No wonder Britain’s secretary of state for the Dominions JH Thomas exclaimed in 1933: “No politics ever introduced in the British Empire ever caused me so much trouble as this damn Bodyline bowling.”
Few sporting rivalries though can match an India/Pakistan cricket match for tension laden with political overtones. It has always been thus though the Board of Control for Cricket in India’s support for Pakistan to gain Test match status (granted just five years after the nation’s birth) has rarely been acknowledged.
Despite the fraught political ties, the Indian and Pakistani cricket boards have twice jointly hosted the World Cup successfully, first in 1987 and then in 1996, the latter with Sri Lanka.
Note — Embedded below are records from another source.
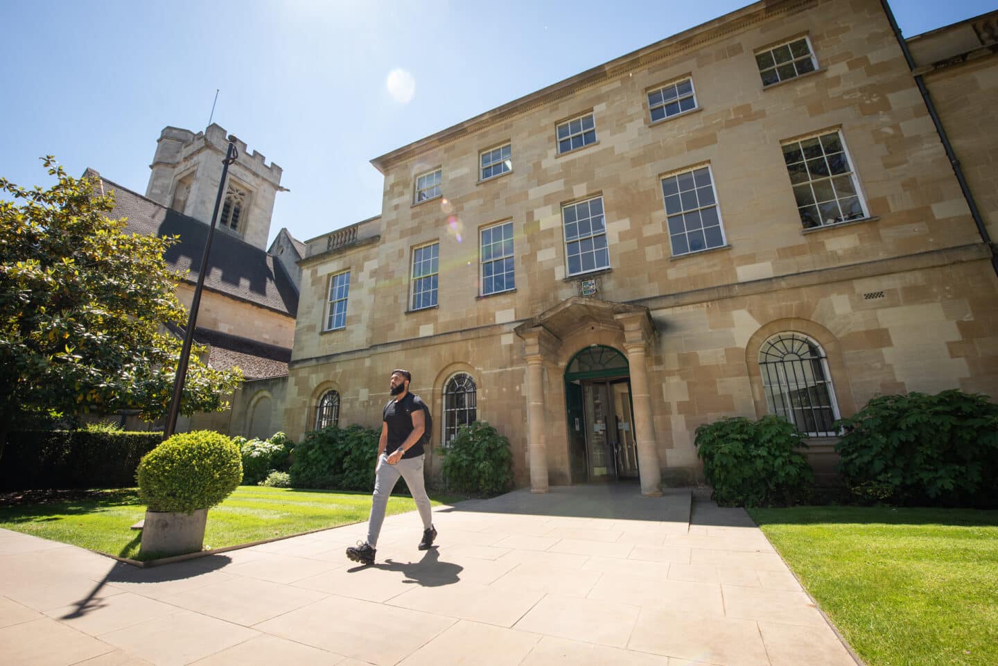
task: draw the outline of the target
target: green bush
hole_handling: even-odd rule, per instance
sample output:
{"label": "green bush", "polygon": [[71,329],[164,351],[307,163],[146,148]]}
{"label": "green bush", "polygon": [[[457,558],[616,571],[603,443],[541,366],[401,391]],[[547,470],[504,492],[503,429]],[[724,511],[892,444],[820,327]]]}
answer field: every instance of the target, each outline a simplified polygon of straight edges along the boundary
{"label": "green bush", "polygon": [[331,425],[306,432],[289,469],[295,488],[371,490],[380,430]]}
{"label": "green bush", "polygon": [[20,430],[0,457],[0,490],[124,488],[162,432]]}
{"label": "green bush", "polygon": [[998,404],[985,395],[880,395],[836,425],[838,471],[861,500],[996,502]]}
{"label": "green bush", "polygon": [[697,455],[722,506],[794,504],[807,496],[814,473],[797,448],[792,423],[772,414],[751,421],[722,418],[697,428]]}
{"label": "green bush", "polygon": [[289,488],[291,487],[291,475],[286,471],[274,469],[256,485],[265,485],[268,488]]}
{"label": "green bush", "polygon": [[139,496],[153,511],[207,509],[232,494],[243,478],[240,449],[212,430],[181,432],[139,463]]}
{"label": "green bush", "polygon": [[451,490],[491,496],[513,486],[509,439],[488,421],[462,425],[442,452],[443,478]]}
{"label": "green bush", "polygon": [[243,455],[244,485],[255,485],[271,471],[286,471],[290,464],[291,440],[283,432],[275,432],[262,441],[245,437],[236,437],[233,441]]}

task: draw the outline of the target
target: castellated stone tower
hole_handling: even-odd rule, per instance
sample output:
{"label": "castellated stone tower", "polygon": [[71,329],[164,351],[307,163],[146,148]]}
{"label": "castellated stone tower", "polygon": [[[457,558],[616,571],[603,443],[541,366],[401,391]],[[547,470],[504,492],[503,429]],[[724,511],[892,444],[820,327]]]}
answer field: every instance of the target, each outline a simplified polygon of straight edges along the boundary
{"label": "castellated stone tower", "polygon": [[[229,168],[229,183],[219,212],[218,228],[266,250],[273,198],[280,187],[281,169],[265,158],[247,152],[246,143],[233,137],[239,158]],[[229,141],[226,131],[212,124],[204,132],[164,128],[156,145],[146,197],[178,213],[211,224],[222,160]]]}

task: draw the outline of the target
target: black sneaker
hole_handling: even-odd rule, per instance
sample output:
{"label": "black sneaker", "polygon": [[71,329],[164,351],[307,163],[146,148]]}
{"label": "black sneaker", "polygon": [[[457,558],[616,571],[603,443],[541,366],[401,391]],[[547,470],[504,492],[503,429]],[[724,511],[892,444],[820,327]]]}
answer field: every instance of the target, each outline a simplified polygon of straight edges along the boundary
{"label": "black sneaker", "polygon": [[419,542],[420,550],[429,550],[430,546],[433,545],[433,539],[436,538],[436,527],[430,525],[429,529],[423,530],[423,540]]}
{"label": "black sneaker", "polygon": [[377,551],[367,545],[366,542],[361,543],[360,541],[357,541],[357,545],[350,546],[346,549],[346,556],[354,562],[360,562],[361,564],[373,564],[374,553],[376,552]]}

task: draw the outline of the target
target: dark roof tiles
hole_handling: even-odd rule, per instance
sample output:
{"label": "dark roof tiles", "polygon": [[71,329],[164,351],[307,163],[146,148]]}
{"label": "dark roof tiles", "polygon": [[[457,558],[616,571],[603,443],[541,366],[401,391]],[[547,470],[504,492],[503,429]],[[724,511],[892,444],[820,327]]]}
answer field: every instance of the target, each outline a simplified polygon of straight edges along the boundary
{"label": "dark roof tiles", "polygon": [[[105,192],[115,194],[113,218],[128,218],[126,231],[149,236],[178,236],[180,241],[164,253],[167,264],[176,271],[188,271],[187,281],[196,283],[208,225],[170,210],[106,178],[101,178]],[[294,317],[298,294],[283,271],[275,270],[271,255],[242,239],[216,230],[209,257],[205,287],[227,296]]]}

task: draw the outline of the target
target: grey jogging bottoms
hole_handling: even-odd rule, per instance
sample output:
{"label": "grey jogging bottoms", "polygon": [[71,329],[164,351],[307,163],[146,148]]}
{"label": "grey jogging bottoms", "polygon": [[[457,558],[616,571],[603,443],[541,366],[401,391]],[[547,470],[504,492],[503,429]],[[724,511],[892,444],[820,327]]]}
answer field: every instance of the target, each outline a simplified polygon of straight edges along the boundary
{"label": "grey jogging bottoms", "polygon": [[398,477],[405,479],[412,498],[416,500],[419,517],[423,519],[423,529],[429,529],[433,523],[430,513],[430,498],[426,496],[426,485],[423,480],[423,455],[414,458],[402,458],[396,464],[388,464],[388,455],[381,454],[377,461],[377,471],[374,473],[374,497],[371,501],[371,516],[367,524],[367,543],[371,548],[377,547],[377,537],[381,533],[384,522],[384,510],[388,506]]}

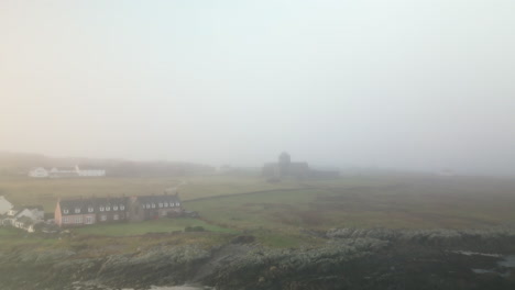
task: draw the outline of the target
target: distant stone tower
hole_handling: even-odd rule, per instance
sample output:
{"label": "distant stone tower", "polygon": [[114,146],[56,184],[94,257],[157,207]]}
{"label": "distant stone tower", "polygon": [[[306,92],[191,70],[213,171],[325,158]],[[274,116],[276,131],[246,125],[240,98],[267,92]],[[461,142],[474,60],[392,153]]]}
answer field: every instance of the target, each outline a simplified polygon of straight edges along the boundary
{"label": "distant stone tower", "polygon": [[292,158],[289,154],[283,152],[278,157],[278,176],[287,176],[289,172],[289,166],[292,164]]}

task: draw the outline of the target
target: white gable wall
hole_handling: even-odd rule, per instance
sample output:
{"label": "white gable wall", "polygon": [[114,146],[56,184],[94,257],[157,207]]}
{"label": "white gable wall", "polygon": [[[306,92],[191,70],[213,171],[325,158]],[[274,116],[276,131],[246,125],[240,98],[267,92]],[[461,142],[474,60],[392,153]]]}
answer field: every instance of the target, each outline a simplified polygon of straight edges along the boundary
{"label": "white gable wall", "polygon": [[6,214],[12,209],[12,203],[9,202],[3,196],[0,196],[0,214]]}

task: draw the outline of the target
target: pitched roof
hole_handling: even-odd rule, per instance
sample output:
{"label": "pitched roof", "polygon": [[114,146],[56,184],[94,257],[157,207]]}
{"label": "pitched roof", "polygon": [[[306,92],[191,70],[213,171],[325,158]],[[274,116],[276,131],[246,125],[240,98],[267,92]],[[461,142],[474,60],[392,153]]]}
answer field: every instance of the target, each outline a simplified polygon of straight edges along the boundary
{"label": "pitched roof", "polygon": [[136,197],[138,200],[141,203],[160,203],[160,202],[180,202],[178,196],[168,196],[168,194],[162,194],[162,196],[143,196],[143,197]]}
{"label": "pitched roof", "polygon": [[[100,208],[107,208],[107,207],[114,207],[114,205],[123,205],[125,207],[128,202],[128,199],[125,197],[119,197],[119,198],[89,198],[89,199],[64,199],[59,200],[59,205],[61,205],[61,213],[63,215],[69,215],[69,214],[76,214],[75,209],[80,210],[80,214],[84,213],[97,213],[100,211]],[[92,211],[89,211],[89,209],[92,208]],[[67,213],[65,213],[65,210],[68,210]],[[127,210],[127,207],[125,209]],[[113,209],[114,211],[114,209]]]}

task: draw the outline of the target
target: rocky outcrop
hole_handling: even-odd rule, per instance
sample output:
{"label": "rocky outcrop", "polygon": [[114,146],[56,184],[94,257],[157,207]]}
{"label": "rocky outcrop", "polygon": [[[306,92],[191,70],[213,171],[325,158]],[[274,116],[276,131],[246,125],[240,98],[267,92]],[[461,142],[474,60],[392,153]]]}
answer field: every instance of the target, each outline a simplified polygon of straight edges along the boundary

An India/Pakistan World Cup semi-final this year was too much for our political leadership to resist and the showdown at Mohali was turned into a mini-summit when Prime Minister Manmohan Singh invited his Pakistani counterpart Yousaf Raza Gilani to witness the match.
Back in February 1987 Pakistan President General Zia-ul-Haq practically invited himself for the Test match at Jaipur, thus scoring political points over our Prime Minister Rajiv Gandhi.
Whether played at home, at the traditional cricket venues around the world or at unusual locations like Singapore, Sharjah and Toronto, a cricket match between India and Pakistan has always been about more than just sport. And that is unlikely to change in the foreseeable future.